Thanks Pam for sharing. Yes my FP pattern is to either want to caretake (superiority FP) or avoid certain people or situations that trigger my FP’s (inferior FP) because I don’t feel capable or ready to face the pain in me. What I am seeing more clearly in this moment is that the other day with the above client, the sadness was an indulgence of feeling a FP of inferiority.
Thank You for your support! The thoughts of the FP are “man, maybe I’m not ready to face this pain in me.” The intention of the FP is to pull back from the opportunities to see military client’s and continue to avoid feeling this pain in me…to indulge the FP rather than challenge it.
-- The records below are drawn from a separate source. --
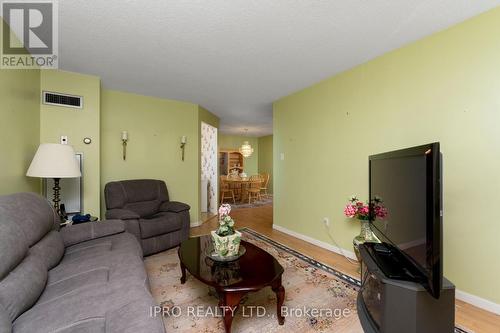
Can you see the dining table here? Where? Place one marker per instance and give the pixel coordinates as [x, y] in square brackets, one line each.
[240, 185]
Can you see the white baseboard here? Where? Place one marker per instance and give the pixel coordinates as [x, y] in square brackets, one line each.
[461, 295]
[478, 301]
[316, 242]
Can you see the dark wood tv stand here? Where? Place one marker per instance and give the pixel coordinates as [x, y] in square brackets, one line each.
[393, 306]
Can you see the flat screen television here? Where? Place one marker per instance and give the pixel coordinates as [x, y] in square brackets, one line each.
[408, 181]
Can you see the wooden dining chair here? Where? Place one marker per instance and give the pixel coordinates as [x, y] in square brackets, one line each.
[254, 188]
[225, 189]
[265, 183]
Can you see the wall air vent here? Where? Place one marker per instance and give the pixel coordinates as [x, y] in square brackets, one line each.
[69, 101]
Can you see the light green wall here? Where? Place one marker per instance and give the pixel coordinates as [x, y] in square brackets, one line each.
[265, 162]
[19, 128]
[234, 142]
[443, 88]
[77, 124]
[155, 128]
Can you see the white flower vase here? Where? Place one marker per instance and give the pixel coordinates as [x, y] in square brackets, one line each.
[227, 246]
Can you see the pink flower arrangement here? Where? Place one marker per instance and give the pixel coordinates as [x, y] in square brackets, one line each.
[361, 211]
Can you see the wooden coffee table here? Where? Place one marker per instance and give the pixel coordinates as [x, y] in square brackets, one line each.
[255, 270]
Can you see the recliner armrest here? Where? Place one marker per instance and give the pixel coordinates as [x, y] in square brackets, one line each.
[121, 214]
[79, 233]
[174, 206]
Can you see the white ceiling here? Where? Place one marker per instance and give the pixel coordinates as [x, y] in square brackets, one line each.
[235, 57]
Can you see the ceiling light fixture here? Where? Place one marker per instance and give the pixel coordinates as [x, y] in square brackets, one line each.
[246, 149]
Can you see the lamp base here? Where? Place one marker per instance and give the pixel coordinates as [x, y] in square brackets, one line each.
[56, 199]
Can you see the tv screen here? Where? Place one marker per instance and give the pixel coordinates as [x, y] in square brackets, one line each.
[408, 182]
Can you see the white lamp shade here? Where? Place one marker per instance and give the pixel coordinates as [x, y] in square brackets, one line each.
[53, 160]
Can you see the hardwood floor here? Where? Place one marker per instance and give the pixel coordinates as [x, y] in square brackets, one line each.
[260, 219]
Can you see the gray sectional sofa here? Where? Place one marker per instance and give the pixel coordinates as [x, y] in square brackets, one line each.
[82, 278]
[145, 208]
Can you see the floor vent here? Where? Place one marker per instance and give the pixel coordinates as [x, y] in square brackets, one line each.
[58, 99]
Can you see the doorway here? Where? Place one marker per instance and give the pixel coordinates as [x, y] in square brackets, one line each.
[209, 182]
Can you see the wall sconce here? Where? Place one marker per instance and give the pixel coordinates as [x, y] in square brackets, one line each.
[124, 144]
[183, 144]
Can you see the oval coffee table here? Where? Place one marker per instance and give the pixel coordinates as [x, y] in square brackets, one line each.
[255, 270]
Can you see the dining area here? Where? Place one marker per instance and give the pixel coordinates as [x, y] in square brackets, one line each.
[241, 189]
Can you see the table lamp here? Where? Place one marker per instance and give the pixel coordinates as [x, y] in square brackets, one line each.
[53, 160]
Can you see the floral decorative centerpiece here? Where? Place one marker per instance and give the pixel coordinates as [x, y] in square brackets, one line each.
[361, 211]
[357, 209]
[226, 239]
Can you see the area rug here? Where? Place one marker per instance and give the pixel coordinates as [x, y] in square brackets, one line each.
[265, 201]
[318, 297]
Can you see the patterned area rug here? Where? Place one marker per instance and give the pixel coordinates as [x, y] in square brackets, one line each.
[318, 297]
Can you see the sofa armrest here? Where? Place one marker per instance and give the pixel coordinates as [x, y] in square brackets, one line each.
[174, 206]
[79, 233]
[121, 214]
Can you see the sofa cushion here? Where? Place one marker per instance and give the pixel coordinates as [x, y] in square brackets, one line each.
[13, 245]
[23, 286]
[118, 194]
[121, 263]
[144, 208]
[49, 249]
[31, 212]
[160, 224]
[93, 310]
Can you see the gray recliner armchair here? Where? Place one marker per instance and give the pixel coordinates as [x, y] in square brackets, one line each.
[149, 215]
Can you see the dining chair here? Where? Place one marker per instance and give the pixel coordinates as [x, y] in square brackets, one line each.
[225, 189]
[254, 188]
[265, 183]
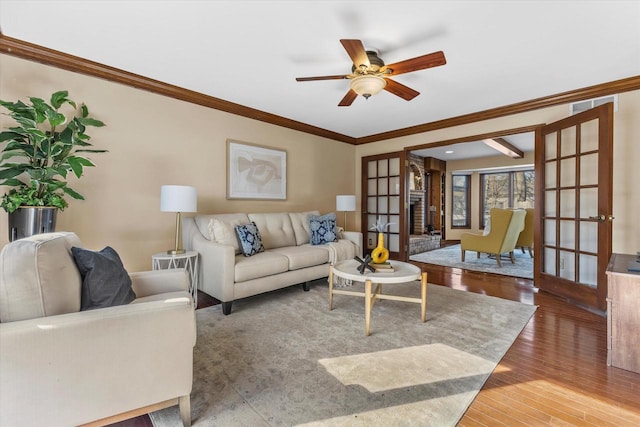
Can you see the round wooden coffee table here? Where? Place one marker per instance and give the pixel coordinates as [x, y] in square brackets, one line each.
[403, 272]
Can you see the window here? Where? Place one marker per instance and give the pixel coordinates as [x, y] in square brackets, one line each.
[461, 190]
[506, 190]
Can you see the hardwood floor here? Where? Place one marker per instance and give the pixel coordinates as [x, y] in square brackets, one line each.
[555, 373]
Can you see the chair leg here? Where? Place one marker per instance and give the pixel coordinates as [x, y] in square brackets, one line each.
[184, 403]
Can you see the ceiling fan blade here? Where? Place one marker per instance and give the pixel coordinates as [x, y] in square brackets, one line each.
[310, 79]
[400, 90]
[356, 52]
[348, 98]
[430, 60]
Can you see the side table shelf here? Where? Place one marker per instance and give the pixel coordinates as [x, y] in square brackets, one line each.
[187, 260]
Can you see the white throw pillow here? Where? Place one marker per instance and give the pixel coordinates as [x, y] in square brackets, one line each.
[225, 233]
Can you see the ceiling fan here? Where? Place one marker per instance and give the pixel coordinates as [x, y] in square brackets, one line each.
[369, 74]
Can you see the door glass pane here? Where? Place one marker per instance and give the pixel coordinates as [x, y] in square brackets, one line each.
[394, 243]
[372, 187]
[589, 236]
[550, 144]
[567, 265]
[372, 170]
[395, 224]
[568, 172]
[383, 184]
[589, 136]
[567, 203]
[549, 233]
[567, 234]
[394, 185]
[589, 169]
[394, 166]
[550, 180]
[382, 205]
[588, 202]
[394, 204]
[549, 261]
[568, 142]
[550, 203]
[372, 206]
[382, 167]
[588, 270]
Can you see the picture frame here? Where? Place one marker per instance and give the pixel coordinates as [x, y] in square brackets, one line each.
[255, 172]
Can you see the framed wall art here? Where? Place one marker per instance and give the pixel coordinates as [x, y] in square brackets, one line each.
[255, 172]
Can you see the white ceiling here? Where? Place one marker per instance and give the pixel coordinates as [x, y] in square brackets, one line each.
[250, 52]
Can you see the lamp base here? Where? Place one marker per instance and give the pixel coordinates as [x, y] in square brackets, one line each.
[176, 252]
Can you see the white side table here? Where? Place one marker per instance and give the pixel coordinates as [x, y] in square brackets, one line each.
[187, 260]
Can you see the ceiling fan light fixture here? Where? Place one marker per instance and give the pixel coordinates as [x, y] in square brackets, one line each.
[367, 85]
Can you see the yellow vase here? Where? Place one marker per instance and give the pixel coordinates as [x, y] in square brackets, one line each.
[380, 254]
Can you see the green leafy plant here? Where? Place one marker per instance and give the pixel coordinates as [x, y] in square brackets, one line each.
[42, 149]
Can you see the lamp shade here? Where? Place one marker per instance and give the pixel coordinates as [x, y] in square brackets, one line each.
[178, 198]
[346, 203]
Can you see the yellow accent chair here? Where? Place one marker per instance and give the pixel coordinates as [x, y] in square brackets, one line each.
[525, 240]
[506, 225]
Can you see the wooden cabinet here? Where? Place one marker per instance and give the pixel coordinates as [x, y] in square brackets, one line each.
[623, 313]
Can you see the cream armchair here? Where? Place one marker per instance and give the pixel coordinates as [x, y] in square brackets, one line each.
[63, 367]
[506, 225]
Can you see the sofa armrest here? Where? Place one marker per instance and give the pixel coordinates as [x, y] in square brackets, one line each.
[89, 365]
[356, 238]
[146, 283]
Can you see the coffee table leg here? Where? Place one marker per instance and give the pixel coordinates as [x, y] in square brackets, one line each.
[367, 306]
[423, 297]
[330, 288]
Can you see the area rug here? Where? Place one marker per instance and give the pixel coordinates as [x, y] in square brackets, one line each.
[284, 359]
[449, 256]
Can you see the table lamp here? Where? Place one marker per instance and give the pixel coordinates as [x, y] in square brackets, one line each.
[345, 203]
[178, 198]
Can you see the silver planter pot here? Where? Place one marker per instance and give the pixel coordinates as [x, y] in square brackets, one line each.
[27, 221]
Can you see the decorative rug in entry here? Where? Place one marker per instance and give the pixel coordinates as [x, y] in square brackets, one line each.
[284, 359]
[450, 256]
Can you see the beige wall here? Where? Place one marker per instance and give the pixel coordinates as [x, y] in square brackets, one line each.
[155, 140]
[626, 157]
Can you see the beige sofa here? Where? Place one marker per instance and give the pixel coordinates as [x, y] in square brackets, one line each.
[289, 259]
[60, 366]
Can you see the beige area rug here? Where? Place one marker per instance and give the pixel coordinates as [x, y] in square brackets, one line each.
[284, 359]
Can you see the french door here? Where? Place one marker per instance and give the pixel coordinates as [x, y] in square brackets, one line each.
[574, 175]
[383, 192]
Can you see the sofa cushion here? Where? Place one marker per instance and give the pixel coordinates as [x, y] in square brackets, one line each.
[203, 221]
[38, 277]
[304, 256]
[300, 224]
[105, 282]
[275, 228]
[224, 232]
[250, 240]
[323, 228]
[260, 265]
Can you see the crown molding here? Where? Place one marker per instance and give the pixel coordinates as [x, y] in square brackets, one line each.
[36, 53]
[43, 55]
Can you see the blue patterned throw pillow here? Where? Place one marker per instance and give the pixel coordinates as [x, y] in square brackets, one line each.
[323, 229]
[250, 240]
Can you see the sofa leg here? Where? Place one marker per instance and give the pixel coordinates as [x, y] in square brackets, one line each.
[226, 307]
[184, 403]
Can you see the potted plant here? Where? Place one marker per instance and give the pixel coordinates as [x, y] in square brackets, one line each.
[37, 154]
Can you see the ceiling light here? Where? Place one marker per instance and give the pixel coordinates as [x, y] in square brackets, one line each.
[504, 147]
[367, 85]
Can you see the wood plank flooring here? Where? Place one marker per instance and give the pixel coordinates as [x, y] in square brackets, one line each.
[556, 372]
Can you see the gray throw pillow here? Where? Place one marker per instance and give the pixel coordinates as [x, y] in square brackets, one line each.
[105, 282]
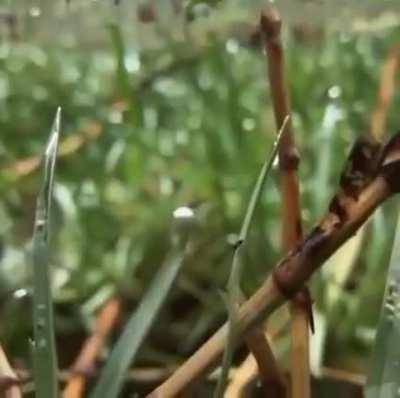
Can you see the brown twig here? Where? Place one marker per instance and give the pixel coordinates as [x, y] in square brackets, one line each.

My heart feels tight at the center, the back of my neck feels tight/squeezed, my 6th center feels clenched, that back of my upper heart area is tight, all familiar.
Love,
Kristen

Posted 12 years ago

I forgot to add that my intention is to remain very present and observing for a FP that feels inferior that could jump into indulging superiority of caretaking, trying to “fix” the pain so my pain will go away. Thank you again Pam. I can feel the health when I am coming from a loving part of equality with the intention of holding the space for my pain and my client’s in the moment.
Love,
Kristen

Posted 12 years ago

Pam,

Thank you for sharing. Your comment “I could see how adding my pain to this already intense suffering was not what I wanted to do” I thought was huge. This is something that I intend to remember for myself.